What has been said disposes of the plaintiff’s further contention that it is entitled to recover in this action on the ground that Richmond acted in fraud of the plaintiff, or on the ground that the defendant took no greater right in the automobile, as against this plaintiff, than Richmond had. Richmond, by retaining possession of the automobile after his agreement with the plaintiff that it should be subject to the existing agreement of conditional sale, had a power, even if wrongfully exercised, to transfer title thereto, such as the seller in Lynn Morris Plan Co. v. Gordon, 251 Mass. 323, did not have. Moreover, even if the sale to Dawes was not a genuine transaction, as the plaintiff contends, it does not follow that the defendant, by taking possession of the automobile, did not acquire title thereto. Tripp v. National Shawmut Bank of Boston, 263 Mass. 505, 513, relied on by the plaintiff, differs in many respects from the present case.

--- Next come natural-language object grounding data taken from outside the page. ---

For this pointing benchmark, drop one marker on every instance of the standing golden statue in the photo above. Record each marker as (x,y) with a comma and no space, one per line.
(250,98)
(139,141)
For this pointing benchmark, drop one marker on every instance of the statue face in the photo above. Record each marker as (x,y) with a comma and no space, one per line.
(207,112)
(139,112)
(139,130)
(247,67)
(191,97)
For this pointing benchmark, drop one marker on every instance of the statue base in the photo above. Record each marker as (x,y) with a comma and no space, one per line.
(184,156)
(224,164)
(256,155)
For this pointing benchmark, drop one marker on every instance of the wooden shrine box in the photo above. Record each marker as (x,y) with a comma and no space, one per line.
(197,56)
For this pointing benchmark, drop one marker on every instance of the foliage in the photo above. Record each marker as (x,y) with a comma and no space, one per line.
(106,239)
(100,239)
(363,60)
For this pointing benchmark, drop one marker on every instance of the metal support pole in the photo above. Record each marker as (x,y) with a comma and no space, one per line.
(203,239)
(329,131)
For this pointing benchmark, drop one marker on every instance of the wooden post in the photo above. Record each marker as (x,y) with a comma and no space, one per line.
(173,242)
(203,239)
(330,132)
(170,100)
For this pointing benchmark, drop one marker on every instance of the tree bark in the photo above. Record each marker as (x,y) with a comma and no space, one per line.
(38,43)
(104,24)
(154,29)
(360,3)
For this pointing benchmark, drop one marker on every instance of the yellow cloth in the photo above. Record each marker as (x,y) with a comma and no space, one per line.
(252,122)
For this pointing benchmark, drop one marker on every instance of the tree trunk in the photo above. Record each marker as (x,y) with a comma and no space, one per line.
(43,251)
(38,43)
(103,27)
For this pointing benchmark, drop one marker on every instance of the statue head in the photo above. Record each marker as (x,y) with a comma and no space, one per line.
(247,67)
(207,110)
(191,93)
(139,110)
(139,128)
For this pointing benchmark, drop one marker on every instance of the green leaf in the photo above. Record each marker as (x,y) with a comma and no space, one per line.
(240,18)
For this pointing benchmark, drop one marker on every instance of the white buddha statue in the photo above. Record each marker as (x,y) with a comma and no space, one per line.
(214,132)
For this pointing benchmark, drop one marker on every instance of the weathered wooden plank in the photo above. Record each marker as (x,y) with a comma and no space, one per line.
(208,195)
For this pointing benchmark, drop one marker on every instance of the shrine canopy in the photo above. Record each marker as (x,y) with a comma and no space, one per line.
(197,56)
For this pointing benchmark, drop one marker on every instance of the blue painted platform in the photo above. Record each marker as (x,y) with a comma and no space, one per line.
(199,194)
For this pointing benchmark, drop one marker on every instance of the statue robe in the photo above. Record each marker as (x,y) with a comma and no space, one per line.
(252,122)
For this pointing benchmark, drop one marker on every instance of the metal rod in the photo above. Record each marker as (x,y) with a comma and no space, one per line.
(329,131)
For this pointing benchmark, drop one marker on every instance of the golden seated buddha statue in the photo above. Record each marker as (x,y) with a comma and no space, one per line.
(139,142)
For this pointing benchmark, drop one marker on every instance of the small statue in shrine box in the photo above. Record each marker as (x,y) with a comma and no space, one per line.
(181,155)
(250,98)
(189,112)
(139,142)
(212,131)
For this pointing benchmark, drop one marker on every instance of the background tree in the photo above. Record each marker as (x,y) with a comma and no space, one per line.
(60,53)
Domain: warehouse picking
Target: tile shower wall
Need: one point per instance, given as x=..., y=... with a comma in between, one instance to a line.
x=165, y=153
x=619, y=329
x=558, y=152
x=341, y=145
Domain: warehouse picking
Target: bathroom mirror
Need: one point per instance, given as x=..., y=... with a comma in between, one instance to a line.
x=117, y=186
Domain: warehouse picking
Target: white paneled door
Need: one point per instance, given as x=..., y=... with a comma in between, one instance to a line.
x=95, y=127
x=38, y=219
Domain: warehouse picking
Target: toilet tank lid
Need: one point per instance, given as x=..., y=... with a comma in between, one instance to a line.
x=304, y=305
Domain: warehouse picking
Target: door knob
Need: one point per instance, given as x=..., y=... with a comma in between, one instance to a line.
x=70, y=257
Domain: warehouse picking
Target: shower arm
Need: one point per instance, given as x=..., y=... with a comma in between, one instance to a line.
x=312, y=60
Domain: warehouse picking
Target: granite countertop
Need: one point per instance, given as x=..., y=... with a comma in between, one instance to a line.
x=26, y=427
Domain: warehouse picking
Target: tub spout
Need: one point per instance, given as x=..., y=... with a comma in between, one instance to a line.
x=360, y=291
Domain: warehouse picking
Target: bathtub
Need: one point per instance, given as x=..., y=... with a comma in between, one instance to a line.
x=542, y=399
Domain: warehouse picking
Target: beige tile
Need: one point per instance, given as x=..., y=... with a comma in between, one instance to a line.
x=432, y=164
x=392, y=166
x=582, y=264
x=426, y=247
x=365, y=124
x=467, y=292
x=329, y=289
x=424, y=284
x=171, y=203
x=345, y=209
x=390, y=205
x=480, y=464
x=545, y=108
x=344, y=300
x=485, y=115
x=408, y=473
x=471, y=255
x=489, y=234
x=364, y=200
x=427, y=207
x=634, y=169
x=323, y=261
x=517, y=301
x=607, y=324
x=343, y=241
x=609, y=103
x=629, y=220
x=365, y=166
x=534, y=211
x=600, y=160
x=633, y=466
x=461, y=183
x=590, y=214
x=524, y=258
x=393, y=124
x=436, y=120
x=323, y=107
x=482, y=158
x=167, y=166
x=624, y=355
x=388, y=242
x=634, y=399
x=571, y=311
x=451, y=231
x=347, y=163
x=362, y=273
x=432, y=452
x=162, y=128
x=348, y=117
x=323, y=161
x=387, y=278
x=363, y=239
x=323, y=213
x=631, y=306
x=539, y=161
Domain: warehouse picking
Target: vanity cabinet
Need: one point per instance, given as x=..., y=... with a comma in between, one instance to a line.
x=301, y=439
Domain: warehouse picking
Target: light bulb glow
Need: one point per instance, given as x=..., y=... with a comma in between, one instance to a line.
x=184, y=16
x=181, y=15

Since on the evidence the plaintiff was not entitled to recover in this action, it is unnecessary to consider whether *308there was any other error in the refusal of the trial judge to rule as requested by the defendant.

It follows from what has been said that, the Appellate Division was right in ordering the finding for the plaintiff vacated and judgment entered for the defendant. G. L. c. 231, §§ 110, 124. Such order is

Affirmed.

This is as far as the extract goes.